II. Judah's shame, when it was made to appear that he was the adulterer. She produced the ring and the bracelets in court, which justified the fathering of the child upon Judah, v. 25, 26. Note, The wickedness that has been most secretly committed, and most industriously concealed, yet sometimes is strangely brought to light, to the shame and confusion of those who have said, No eye sees. A bird of the air may carry the voice; however, there is a destroying day coming, when all will be laid open. Some of the Jewish writers observe that as Judah had said to his father, See, is this thy son's coat? (ch. 37:32) so it was now said to him, "See, are these thy signet and bracelets?" Judah, being convicted by his own conscience, 1. Confesses his sin: She has been more righteous than I. He owns that a perpetual mark of infamy should be fastened rather upon him, who had been so much accessory to it. Note, Those offenders ought to be treated with the greatest tenderness to whom we have any way given occasion of offending. If servants purloin, and their masters, by withholding from them what is due, tempt them to it, they ought to forgive them. 2. He never returned to it again: He knew her again no more. Note, Those do not truly repent of their sins that do not forsake them.
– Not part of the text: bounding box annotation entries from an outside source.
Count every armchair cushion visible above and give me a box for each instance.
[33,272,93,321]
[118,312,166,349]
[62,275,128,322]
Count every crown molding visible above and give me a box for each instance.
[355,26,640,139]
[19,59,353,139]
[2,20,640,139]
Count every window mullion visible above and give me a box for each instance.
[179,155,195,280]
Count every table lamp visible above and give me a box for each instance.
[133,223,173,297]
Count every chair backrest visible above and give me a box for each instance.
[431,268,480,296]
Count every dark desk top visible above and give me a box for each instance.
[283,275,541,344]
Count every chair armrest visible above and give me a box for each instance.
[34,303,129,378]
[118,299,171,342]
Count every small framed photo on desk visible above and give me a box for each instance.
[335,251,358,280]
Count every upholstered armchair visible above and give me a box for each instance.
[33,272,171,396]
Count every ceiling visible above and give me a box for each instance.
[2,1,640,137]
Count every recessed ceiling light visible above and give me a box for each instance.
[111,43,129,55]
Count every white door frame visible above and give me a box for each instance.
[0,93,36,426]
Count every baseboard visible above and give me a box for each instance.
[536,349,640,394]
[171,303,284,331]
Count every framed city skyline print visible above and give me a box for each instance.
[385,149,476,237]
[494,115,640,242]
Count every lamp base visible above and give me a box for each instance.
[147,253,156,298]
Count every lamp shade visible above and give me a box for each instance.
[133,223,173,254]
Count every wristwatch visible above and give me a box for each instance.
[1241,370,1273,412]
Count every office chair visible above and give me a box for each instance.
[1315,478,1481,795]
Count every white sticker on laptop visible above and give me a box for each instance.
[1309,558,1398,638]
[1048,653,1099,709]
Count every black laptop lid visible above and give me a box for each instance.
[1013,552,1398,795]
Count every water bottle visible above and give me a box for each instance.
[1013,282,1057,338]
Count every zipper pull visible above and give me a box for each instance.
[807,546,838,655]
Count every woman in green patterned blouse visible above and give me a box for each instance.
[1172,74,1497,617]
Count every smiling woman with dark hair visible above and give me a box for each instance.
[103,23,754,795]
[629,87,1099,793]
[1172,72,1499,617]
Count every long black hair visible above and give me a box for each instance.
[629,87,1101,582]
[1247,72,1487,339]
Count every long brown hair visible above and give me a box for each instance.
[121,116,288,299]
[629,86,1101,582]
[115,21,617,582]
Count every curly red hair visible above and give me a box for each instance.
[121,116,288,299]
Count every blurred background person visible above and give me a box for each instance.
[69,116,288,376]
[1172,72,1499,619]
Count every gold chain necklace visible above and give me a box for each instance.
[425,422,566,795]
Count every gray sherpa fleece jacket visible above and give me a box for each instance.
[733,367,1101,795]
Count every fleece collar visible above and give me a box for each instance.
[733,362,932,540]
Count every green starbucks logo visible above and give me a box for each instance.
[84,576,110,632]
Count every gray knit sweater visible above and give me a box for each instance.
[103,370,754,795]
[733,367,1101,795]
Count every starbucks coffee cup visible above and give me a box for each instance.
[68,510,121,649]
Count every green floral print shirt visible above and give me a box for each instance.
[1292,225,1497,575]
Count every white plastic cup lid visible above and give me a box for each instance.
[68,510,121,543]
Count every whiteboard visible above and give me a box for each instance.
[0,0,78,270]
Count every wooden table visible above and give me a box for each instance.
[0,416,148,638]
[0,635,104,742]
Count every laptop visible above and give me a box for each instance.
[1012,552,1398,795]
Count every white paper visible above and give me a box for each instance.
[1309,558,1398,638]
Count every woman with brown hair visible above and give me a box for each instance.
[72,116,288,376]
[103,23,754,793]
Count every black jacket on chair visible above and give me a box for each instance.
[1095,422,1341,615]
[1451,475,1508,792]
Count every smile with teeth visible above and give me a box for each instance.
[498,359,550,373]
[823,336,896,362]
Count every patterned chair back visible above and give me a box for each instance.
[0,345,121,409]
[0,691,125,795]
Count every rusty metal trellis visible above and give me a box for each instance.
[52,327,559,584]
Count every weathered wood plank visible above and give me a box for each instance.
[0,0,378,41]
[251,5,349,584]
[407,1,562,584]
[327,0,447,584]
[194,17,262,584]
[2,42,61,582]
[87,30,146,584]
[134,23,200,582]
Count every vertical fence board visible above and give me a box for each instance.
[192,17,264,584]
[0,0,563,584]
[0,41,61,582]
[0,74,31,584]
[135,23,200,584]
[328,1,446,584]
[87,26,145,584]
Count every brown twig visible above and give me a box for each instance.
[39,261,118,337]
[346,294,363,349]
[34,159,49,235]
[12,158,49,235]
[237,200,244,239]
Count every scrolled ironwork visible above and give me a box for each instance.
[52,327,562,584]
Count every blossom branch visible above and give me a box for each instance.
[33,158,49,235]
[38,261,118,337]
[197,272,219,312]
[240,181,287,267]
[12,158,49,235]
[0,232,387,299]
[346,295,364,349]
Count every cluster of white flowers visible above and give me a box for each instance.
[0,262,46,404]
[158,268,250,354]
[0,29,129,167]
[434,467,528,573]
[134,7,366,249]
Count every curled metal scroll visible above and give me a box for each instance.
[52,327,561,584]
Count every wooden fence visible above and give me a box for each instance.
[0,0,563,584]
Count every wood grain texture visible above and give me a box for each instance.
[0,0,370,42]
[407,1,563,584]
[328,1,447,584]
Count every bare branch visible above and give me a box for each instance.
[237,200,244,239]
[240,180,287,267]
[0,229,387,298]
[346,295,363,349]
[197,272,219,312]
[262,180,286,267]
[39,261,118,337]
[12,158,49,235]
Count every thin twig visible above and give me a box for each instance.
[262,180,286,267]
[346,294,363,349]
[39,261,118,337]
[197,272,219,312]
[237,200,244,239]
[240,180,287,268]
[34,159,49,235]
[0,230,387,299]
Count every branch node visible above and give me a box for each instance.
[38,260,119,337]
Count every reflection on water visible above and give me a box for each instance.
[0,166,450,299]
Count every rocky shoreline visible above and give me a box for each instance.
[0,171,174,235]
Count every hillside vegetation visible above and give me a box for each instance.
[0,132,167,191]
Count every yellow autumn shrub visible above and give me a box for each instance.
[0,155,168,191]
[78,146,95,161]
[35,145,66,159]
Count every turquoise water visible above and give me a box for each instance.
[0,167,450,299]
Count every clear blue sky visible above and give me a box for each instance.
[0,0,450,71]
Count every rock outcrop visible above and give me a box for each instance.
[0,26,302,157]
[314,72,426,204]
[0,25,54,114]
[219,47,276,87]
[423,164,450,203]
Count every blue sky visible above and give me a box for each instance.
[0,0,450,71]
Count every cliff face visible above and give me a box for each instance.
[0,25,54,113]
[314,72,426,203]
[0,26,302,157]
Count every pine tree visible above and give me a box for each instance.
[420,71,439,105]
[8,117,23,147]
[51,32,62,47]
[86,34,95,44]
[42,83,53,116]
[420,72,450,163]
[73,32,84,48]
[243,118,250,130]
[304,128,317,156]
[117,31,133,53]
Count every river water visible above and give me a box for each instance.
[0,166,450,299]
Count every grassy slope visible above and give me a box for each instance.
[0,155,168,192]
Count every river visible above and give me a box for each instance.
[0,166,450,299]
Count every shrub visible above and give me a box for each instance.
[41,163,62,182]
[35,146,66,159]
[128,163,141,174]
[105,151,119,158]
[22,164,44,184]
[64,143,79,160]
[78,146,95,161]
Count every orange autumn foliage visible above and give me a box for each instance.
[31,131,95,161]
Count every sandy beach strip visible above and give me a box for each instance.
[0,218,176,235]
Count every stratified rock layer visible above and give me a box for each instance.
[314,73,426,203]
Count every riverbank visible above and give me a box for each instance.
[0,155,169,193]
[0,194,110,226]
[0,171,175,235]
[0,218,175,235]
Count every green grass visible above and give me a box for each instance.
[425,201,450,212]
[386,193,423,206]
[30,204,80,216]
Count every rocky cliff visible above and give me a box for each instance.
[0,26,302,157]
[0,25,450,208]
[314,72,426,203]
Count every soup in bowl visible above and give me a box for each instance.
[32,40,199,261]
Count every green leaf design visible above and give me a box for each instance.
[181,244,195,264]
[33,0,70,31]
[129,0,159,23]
III. The building up of Judah's family hereby, notwithstanding, in the birth of Pharez and Zarah, from whom descended the most considerable families of the illustrious tribe of Judah. It should seem, the birth was hard to the mother, by which she was corrected for her sin. The children also, like Jacob and Esau, struggled for the birthright, and Pharez obtained it, who is ever named first, and from him Christ descended. He had his name from his breaking forth before his brother: This breach be upon thee, which is applicable to those that sow discord, and create distance, between brethren. The Jews, as Zarah, bade fair for the birthright, and were marked with a scarlet thread, as those that came out first; but the Gentiles, like Pharez, as a son of violence, got the start of them, by that violence which the kingdom of heaven suffers, and attained to the righteousness of which the Jews came short. Yet, when the fulness of time is come, all Israel shall be saved. Both these sons are named in the genealogy of our Saviour (Mt. 1:3), to perpetuate the story, as an instance of the humiliation of our Lord Jesus. Some observe that the four eldest sons of Jacob fell under very foul guilt, Reuben and Judah under the guilt of incest, Simeon and Levi under that of murder; yet they were patriarchs, and from Levi descended the priests, from Judah the kings and Messiah. Thus they became examples of repentance, and monuments of pardoning mercy.